Fairview Primary School in Grassy Park is a brick away from completion and will be officially opening its new upgraded school at the end of the year.
The school is one of a few prefabricated schools in the area which have been transformed by the Western Cape Education Department (WCED) into a brick structure.
Die Duine, Buck Road and Plantation primary schools are among the other schools which were upgraded.
Southern Mail visited the school when it was barely halfway through the process of replacing the prefab classrooms with a brick structure (“Fairview Primary – going up brick by brick”, Southern Mail, September 26 2012).
Fairview Primary School was built in 1975 by the Cape Education Department and was formerly known as De Klip Primary School.
Rated as one of the best schools in the Western Cape, according to principal Aubrey de Wet, Fairview’s admission numbers have never dwindled. “We started our school in a prefabricated structure but we have always had up to a 1 000 pupils.”
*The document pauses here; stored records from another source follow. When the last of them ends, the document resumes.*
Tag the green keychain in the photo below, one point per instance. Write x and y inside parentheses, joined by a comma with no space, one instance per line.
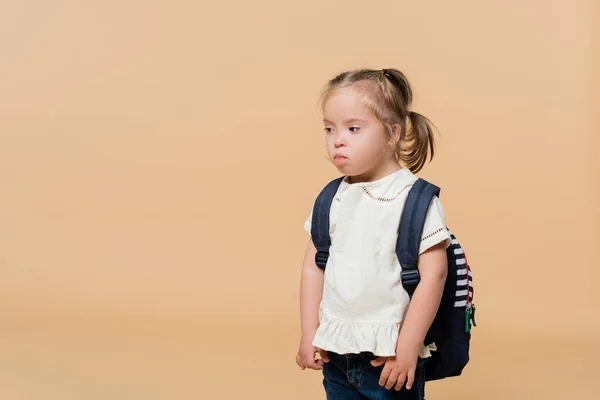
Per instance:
(468,318)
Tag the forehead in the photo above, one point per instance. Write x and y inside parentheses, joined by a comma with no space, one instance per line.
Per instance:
(345,104)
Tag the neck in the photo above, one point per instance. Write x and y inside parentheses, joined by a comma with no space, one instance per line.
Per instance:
(376,173)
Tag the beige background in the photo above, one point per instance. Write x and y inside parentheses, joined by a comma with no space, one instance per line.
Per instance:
(158,159)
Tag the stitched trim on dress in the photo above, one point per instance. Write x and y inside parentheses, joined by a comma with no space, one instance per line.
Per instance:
(385,199)
(432,234)
(338,198)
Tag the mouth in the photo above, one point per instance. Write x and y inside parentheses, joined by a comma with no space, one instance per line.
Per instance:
(339,159)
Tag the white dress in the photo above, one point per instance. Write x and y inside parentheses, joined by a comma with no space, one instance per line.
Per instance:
(364,301)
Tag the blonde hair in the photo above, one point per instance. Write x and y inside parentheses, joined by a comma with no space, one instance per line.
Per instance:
(388,94)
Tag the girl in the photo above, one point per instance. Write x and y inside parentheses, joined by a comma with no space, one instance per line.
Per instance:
(356,314)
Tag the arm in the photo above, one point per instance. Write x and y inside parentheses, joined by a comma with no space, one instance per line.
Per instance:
(433,269)
(311,292)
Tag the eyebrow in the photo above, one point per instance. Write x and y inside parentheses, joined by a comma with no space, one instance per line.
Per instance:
(347,121)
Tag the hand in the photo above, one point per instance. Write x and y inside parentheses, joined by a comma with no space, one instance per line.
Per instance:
(306,356)
(398,369)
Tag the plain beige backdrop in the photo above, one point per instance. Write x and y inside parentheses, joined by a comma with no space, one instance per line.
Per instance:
(158,160)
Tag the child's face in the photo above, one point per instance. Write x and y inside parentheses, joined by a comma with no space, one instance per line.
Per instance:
(357,143)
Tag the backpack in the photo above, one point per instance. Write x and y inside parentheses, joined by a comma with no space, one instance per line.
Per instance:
(451,327)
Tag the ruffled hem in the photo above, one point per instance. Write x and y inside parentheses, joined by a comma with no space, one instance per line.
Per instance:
(349,337)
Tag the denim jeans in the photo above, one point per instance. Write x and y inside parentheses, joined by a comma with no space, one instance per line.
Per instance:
(353,377)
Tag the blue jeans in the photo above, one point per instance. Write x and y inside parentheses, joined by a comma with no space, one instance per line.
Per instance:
(352,377)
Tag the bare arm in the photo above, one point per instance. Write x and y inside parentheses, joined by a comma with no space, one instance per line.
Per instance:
(433,269)
(421,312)
(311,293)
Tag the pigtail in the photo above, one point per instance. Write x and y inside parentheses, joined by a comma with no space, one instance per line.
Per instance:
(417,143)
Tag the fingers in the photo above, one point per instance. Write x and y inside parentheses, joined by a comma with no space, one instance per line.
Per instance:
(411,379)
(324,355)
(378,362)
(309,361)
(400,381)
(385,375)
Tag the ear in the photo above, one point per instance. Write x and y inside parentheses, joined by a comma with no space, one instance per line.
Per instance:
(396,135)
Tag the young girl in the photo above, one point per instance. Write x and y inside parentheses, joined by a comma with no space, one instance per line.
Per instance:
(356,314)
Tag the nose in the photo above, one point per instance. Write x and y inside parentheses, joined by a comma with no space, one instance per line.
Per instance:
(339,139)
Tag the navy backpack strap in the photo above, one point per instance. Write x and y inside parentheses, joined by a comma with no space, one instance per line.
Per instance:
(319,230)
(410,231)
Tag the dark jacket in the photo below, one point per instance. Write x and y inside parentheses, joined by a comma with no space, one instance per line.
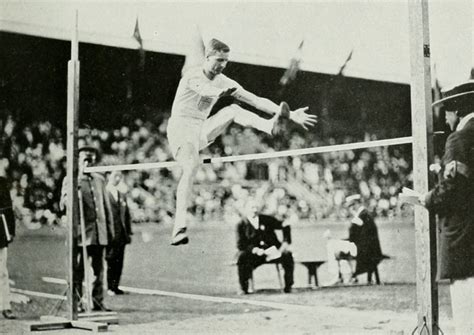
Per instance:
(98,216)
(366,238)
(264,237)
(7,218)
(122,219)
(453,201)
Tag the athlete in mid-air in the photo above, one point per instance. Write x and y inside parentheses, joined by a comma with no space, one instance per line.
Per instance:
(190,129)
He said the school is currently accommodating 1003 pupils. “We already have 84 Grade R pupils on the waiting list for 2017.”
Children at Fairview Primary are from Ottery, Grassy Park, Parkwood and the surrounding areas.
“However, when they step into the school, they must all behave the same way,” said Mr De Wet.
The school also accommodates special needs children.
Discipline is key to education and that drives them to excel. “We have been the top scoring school in the province for literature and numeracy in 2015/2016.
“The pupils are also doing well in athletics,” said Mr De Wet.
He said most of their pupils are accepted at feeder high schools such as South Peninsula and Norman Henshilwood.
Another key to education is trust. “Our parents have a good relationship with our teachers and our school meetings are well attended. If we have a good relationship with the parents then the pupils flourish in their school work.”
He said parents also showed “goodwill towards the school and some of them donated the trees and plants”, to beautify the school.
He said the next generation of young teachers will easily fall into place where new technology is concerned as the school has embarked on e-learning.
e-learning uses electronic technology to access educational curriculum outside of a traditional classroom. For example, it refers to a course, programme or degree delivered completely online.
Mr De Wet said the school has already put wi-fi in place, so they are preparing the next generation of teachers to settle into the new way of teaching.